Isaías Rodríguez-Balderrama, Neonatology Service, “Dr. José Eleuterio González” University Hospital of the UANL Monterrey, N.L., Mexico
Paola G. Rangel-Acosta, Neonatology Service, “Dr. José Eleuterio González” University Hospital of the UANL Monterrey, N.L., Mexico
Itzel Herrera-López, Neonatology Service, “Dr. José Eleuterio González” University Hospital of the UANL Monterrey, N.L., Mexico
Pedro De J. Alanís-García, Neonatology Service, “Dr. José Eleuterio González” University Hospital of the UANL Monterrey, N.L., Mexico
Bárbara G. Cárdenas-Del Castillo, Neonatology Service, “Dr. José Eleuterio González” University Hospital of the UANL Monterrey, N.L., Mexico
Adriana Nieto-Sanjuanero, Neonatology Service, “Dr. José Eleuterio González” University Hospital of the UANL Monterrey, N.L., Mexico
Background: Neonatal mortality accounts for up to 70% of infant deaths and 50% of deaths in children under five.
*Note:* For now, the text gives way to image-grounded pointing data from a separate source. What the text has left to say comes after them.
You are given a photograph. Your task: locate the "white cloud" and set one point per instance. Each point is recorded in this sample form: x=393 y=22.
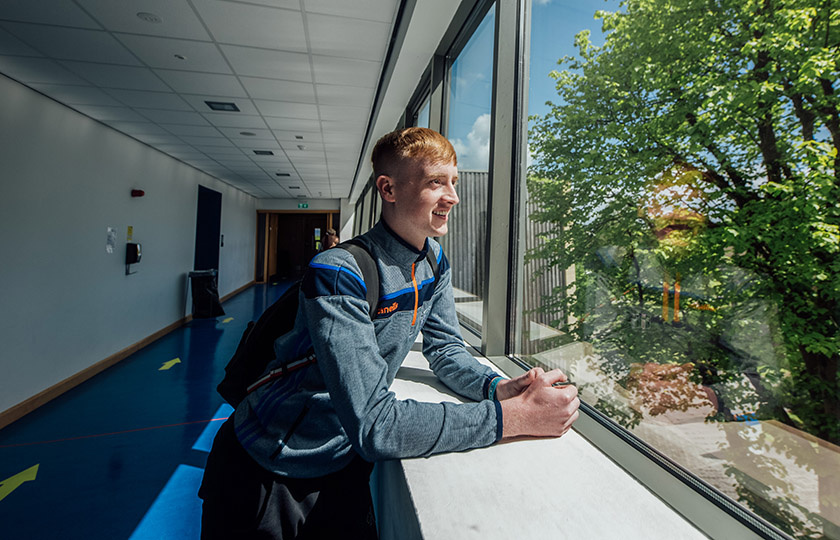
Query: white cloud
x=474 y=153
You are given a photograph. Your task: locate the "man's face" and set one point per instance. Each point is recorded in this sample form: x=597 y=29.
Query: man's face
x=424 y=194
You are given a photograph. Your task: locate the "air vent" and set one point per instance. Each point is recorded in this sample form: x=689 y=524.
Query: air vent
x=149 y=17
x=222 y=106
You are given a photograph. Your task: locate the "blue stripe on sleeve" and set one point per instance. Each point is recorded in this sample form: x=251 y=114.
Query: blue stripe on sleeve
x=499 y=420
x=341 y=269
x=329 y=280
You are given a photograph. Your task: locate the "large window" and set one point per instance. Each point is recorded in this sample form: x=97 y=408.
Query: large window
x=470 y=86
x=682 y=236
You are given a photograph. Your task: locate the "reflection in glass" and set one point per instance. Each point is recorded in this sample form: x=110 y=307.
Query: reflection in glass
x=469 y=104
x=423 y=114
x=683 y=189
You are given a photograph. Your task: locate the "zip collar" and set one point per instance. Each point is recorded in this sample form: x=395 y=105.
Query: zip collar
x=418 y=254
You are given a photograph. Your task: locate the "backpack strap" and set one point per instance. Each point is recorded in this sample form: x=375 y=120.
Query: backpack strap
x=430 y=256
x=370 y=272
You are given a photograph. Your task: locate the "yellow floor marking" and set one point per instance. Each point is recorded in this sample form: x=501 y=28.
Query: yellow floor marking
x=13 y=482
x=167 y=365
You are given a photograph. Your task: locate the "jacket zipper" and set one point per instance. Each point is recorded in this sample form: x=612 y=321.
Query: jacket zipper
x=416 y=295
x=291 y=431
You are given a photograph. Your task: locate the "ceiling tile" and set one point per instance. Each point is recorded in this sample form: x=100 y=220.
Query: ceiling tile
x=150 y=100
x=289 y=4
x=286 y=109
x=157 y=140
x=190 y=82
x=250 y=61
x=11 y=45
x=350 y=96
x=333 y=36
x=77 y=95
x=253 y=26
x=235 y=120
x=174 y=117
x=177 y=19
x=279 y=90
x=199 y=131
x=203 y=142
x=351 y=128
x=292 y=124
x=346 y=71
x=299 y=136
x=235 y=134
x=340 y=113
x=216 y=149
x=374 y=10
x=73 y=43
x=159 y=52
x=110 y=76
x=139 y=128
x=106 y=114
x=37 y=70
x=310 y=147
x=199 y=103
x=46 y=12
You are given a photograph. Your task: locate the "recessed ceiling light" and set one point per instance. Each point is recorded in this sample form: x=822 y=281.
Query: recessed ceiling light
x=149 y=17
x=222 y=106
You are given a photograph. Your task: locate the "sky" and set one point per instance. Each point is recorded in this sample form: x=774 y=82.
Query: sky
x=554 y=24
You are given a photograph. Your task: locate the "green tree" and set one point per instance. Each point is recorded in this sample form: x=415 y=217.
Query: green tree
x=742 y=97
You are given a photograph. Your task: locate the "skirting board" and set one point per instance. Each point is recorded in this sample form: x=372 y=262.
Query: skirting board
x=22 y=409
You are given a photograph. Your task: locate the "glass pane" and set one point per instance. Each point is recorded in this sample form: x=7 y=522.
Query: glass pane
x=470 y=92
x=423 y=115
x=683 y=236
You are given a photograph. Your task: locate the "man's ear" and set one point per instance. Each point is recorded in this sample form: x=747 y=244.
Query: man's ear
x=385 y=186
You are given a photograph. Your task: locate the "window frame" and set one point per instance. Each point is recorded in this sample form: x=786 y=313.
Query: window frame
x=711 y=511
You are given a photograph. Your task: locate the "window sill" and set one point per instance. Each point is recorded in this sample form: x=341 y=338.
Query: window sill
x=564 y=488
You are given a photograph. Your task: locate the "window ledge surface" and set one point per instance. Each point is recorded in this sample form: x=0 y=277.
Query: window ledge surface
x=545 y=488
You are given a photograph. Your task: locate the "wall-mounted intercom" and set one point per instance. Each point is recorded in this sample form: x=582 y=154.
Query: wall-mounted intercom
x=132 y=256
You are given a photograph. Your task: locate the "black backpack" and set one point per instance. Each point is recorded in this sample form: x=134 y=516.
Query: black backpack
x=256 y=347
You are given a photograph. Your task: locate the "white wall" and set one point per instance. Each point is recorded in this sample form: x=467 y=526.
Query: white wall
x=66 y=303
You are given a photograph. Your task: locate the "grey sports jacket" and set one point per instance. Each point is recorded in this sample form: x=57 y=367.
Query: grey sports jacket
x=312 y=421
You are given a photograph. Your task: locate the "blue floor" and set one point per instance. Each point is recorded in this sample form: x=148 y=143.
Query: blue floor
x=121 y=455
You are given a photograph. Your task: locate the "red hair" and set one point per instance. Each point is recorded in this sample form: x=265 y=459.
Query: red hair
x=410 y=143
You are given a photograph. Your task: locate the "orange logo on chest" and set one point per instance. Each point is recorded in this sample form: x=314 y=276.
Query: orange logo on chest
x=388 y=309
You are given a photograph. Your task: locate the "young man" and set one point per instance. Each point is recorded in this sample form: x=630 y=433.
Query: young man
x=294 y=460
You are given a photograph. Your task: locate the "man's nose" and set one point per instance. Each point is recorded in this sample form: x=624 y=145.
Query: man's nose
x=452 y=195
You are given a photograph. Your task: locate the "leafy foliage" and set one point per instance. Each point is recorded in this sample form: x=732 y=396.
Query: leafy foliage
x=702 y=142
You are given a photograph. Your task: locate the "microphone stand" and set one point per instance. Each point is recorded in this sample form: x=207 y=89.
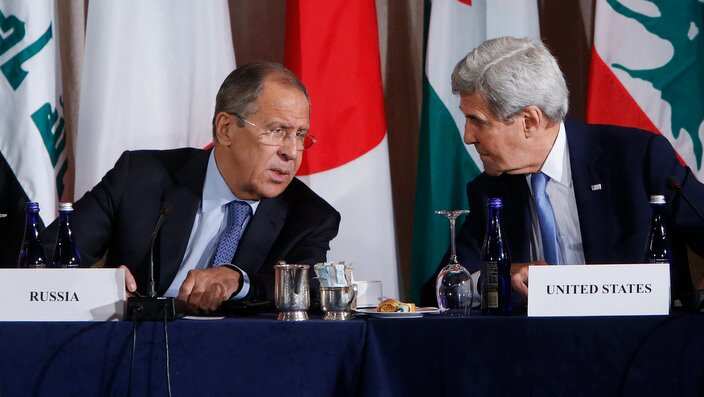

This study aims to quantify neonatal mortality rates per 1000 live births and identify common causes, comparing premature and term infants. The findings will assist in developing effective preventive strategies to reduce neonatal mortality. Methods: This observational, comparative, and retrospective study analyzes neonatal death records from January 1, 2021, to December 31, 2024. It examines general variables such as age, weight, gender, and trophism, as well as specific pathologies including cardiac, respiratory, neurological, gastrointestinal, and infectious conditions. Binary logistic regression was utilized for statistically significant variables. Results: In the study period, there were 263 deaths, with 215 (81.7%) occurring in premature infants. This group showed significantly higher mortality due to respiratory distress syndrome (RDS) (58.6% vs. 10.4%, p < 0.05) and late-onset sepsis (12.6% vs. 2.1%, p < 0.05). In contrast, term infants had greater mortality from persistent pulmonary hypertension (12.5% vs. 3.7%, p < 0.05) and hypoxic-ischemic encephalopathy (16.7% vs. 1.9%, p < 0.05). The remaining variables were not statistically significant. Conclusions: The neonatal mortality rate was 16.3/1000 live births. Premature infants predominantly died from RDS and late-onset sepsis, whereas term infants had higher mortality rates due to persistent pulmonary hypertension and hypoxic-ischemic encephalopathy.
Keywords: Newborn. Premature. Mortality.